Manca un’alternativa al socialismo reale
Ormai si è capito che in origine (mille anni fa) esisteva un unico popolo russo ortodosso del Granducato di Kiev. Che poi si suddivise in tre parti: bielorusso, ucraino e russo.
Tutti e tre i rami in epoca medievale persero la loro sovranità: bielorussi e ucraini si trovarono nella struttura del pagano granducato di Lituania, e poi come parte del regno cattolico polacco-lituano; i russi del potere granducale di Vladimir e poi di Mosca erano direttamente subordinati all’Orda d’oro tataro-mongola.
Accadde però che mentre i mongoli di Gengis Khan rispettavano le tradizioni ortodosse dei russi, invece i bielorussi e gli ucraini si trovavano discriminati sotto i polacco-lituani: diventarono una specie di gruppo etnico oppresso, soprattutto sul piano religioso.
Più tardi una parte degli ucraini passò sotto il dominio islamico dell’impero ottomano e poi sotto quello cattolico dell’impero asburgico, perdendo sempre più la propria identità slavo-ortodossa e acquisendo soprattutto quella cattolico-europea, fortemente proselitistica nei confronti delle culture slave.
L’integrazione in questa cultura cattolica fu favorita dal fenomeno dell’uniatismo, creato dalla Chiesa romana per indurre gli ortodossi (autorizzati soltanto a conservare il rito slavo) a sottomettersi al papato.
La forza dell’ortodossia si concentrò unicamente tra i russi di Mosca, soprattutto dopo che si liberarono dal giogo mongolo. E furono loro che diventarono un grande impero, creando una nuova civiltà.
Col tempo il regno di Mosca cominciò a sottrarre i territori bielorussi e ucraini al regno polacco-lituano e, attraverso le guerre russo-turche, a riportarli alle loro tradizioni slavo-ortodosse.
Solo i territori della Galizia-Volinia e della Bucovina settentrionale (inclusi nella parte austriaca dell’Austria-Ungheria) e della Transcarpazia (dentro la corona ungherese) rimasero fuori dal contesto tutto russo.
Poi, dopo la I guerra mondiale, la Galizia-Volinia divenne parte della rinata Polonia, mentre la Bucovina settentrionale divenne parte della Romania, e la Transcarpazia entrò in Cecoslovacchia. Tutte queste terre furono riunite al resto della Russia sovietica negli anni della II guerra mondiale, una volta vinto il nazismo.

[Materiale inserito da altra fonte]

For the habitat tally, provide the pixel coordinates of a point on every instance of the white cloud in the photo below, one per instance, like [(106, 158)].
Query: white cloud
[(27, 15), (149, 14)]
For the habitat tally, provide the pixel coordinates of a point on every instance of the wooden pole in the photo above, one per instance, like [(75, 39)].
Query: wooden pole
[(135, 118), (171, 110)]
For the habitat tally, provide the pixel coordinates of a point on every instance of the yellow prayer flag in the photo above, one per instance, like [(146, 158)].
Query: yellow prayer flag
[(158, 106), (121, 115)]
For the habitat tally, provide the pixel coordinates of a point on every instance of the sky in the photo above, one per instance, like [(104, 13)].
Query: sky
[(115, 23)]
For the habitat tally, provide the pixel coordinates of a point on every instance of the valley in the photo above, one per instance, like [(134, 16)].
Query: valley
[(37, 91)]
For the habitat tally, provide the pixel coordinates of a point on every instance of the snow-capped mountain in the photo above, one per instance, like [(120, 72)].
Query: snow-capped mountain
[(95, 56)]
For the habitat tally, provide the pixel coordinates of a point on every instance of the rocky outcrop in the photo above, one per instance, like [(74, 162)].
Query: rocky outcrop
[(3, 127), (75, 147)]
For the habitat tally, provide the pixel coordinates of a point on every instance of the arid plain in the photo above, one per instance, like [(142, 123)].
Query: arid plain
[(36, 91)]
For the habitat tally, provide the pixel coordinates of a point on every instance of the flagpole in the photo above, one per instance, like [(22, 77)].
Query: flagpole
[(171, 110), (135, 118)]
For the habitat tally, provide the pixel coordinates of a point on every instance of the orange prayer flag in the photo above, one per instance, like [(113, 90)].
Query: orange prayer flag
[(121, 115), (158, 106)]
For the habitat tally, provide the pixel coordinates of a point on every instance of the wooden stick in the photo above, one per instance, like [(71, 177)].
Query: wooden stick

Ma la Russia sovietica era ideologicamente atea, del tutto indifferente alla religione, e comunista, cioè avversa al capitalismo. Fu accettata questa cosa? Fino a un certo punto. Infatti nel 1956 si ribellò la cattolica Ungheria, nel 1968 la protestante Cecoslovacchia, ai primi anni ’80 la cattolica Polonia, finché, con l’avvento di Gorbaciov, crollò anche il muro di Berlino, e col successore Eltsin implose la stessa URSS.
Che è successo dopo il 1991? Successe che i Paesi ex sovietici, dopo aver abbandonato il socialismo di stato, e quindi il suo ateismo, cominciarono a guardare favorevolmente allo stile di vita occidentale, a valorizzare le proprie tradizioni religiose e a perseguitare tutto quanto si rifaceva alla cultura russa (ivi inclusa la lingua e la religione).
E la Russia reagì con la forza militare, per proteggere i russofoni e/o i filorussi. Lo fece in Georgia, in Cecenia, ha sventato due colpi di stato in Bielorussia e Kazakistan, sostenuti dagli occidentali. Non ha potuto far nulla contro quello del 2014 in Ucraina, ma oggi sta recuperando il tempo perduto, tendendo a dividere il Paese in due parti.
Qual è il problema? Il problema è che dal 1991 ad oggi non si vede da nessuna parte una vera alternativa al socialismo e all’ateismo di stato. Certo il neonazismo ucraino, strettamente intrecciato con l’americanismo, è un’autentica vergogna dell’umanità, ma non sarà certo usando la forza militare che lo si potrà superare. Qui è la cultura laica e la politica democratica che mancano. E mancano in tutti: Russia, Europa, Stati Uniti e Ucraina.